Recuerdo como si fuese un gran acontecimiento en mi vida personal el primer día que escuché conjugar en pretérito a nuestro hijo. Me hace muy feliz pensar que recuerdo ese día, igual que recuerdo la primera vez que dormí a mi hijo hablándole y no cantándole; pasar de la música al idioma. Recuerdo muy bien esa noche y el asombro que me produjo. Primero ver que la música no funciona y después que el habla le hipnotizaba por primera vez: era la primera vez que dormía a un hablante y no a un bebé. Y recuerdo una tarde que estábamos jugando en su cuarto. Ahí, sobre la alfombra, tirados en el suelo. Y se escuchó el ruido de un motor pasando junto a la ventana, que mi hijo pareció ignorar por completo. Y al cabo del rato, cuando ya había vuelto el silencio, se escucha su vocecita que dice: «Papá, pasó coche». Y a mí se me llenaron los ojos de lágrimas –cosa que desde que soy padre me ocurre con mucha facilidad– y antes no. (Y también me pregunto por qué no me ocurrió antes, cuánto tiempo perdido por la mala gestión de las emociones). El caso es que se me llenan los ojos de lágrimas, y entonces tomo conciencia de que no lo había escuchado nunca conjugar en pretérito. En ese mismo instante –y de ahí el llanto–, no solamente nacía un hablante, sino que moría el bebé, un ser compuesto 100% de presente. Un bebé es un «monstruo» del aquí y el ahora. Sentí que ese «papá, pasó coche» era nuestro pequeño ritual de tránsito de la edad bebé a la edad infante. Además, pensé, esta frase lo engloba todo, porque «pasó coche», «pasó bebé», «pasará papá y todo pasará, incluyéndolo a él». Lo escuché como una especie de declaración intuitiva de lo efímero, de lo real y de quien lo nombra, y me conmovió muchísimo.

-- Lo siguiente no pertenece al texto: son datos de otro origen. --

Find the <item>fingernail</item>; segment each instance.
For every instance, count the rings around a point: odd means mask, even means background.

 «Todo amor genuino tiene un componente póstumo»

En el libro dices «en ese aquí y ahora que no existe». Entonces, además de ser un alegato a la paternidad, ¿es también un alegato al disfrute de la vida con los presentes, pero también recordando a los ausentes? ¿El amor tiene siempre una parte de despedida?

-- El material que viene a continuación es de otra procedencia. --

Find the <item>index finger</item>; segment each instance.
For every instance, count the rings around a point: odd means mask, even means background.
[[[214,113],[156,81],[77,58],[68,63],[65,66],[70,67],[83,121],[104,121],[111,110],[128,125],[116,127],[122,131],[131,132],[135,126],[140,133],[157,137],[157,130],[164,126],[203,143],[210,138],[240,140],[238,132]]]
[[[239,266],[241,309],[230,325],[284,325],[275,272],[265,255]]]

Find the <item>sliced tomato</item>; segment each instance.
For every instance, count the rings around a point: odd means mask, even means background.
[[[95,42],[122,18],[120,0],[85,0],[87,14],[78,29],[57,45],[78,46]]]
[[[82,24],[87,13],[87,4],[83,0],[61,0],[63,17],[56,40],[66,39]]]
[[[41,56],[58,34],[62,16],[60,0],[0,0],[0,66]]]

Sí, yo creo que sí. La parte más profunda del amor tiene que ver con la mortalidad, siempre. La tradición de la poesía amorosa, que tiene que ver con las albadas y con la despedida de los amantes, en ese momento en que se fusionan el éxtasis del aquí y ahora con la irrupción del duelo por la separación o por la pérdida. Creo que en la mater/paternidad hay algo muy similar. Por un lado, hay una consumación del presente total en que vive la infancia y un esfuerzo que hacemos las madres y los padres por estar aquí y ahora con nuestras criaturas, pero la razón por la que lo hacemos es porque sabemos perfectamente que moriremos pronto. Hay esta especie de melancolía alegre o de réquiem dulcísimo de quien está dándole la bienvenida a todo, que es la criatura, y tú que acompañas ese descubrimiento mientras en el fondo te estás despidiendo de todo eso por si acaso. Y desde ese punto de vista todo amor genuino tiene un componente póstumo. Igual que no terminamos de dialogar con nuestras madres y nuestros padres hasta que mueren, y entonces hay un amor o un vínculo póstumo nuevo. Creo que hay una especie de amor póstumo anticipado en todo lo que hacemos con y por nuestras criaturas. Y esa mezcla extrañísima de bienvenida y despedida, que se llama amor en general, y crianza en particular, te pone en un estado de hipersensibilidad permanente que supongo que a muchas personas nos pasa.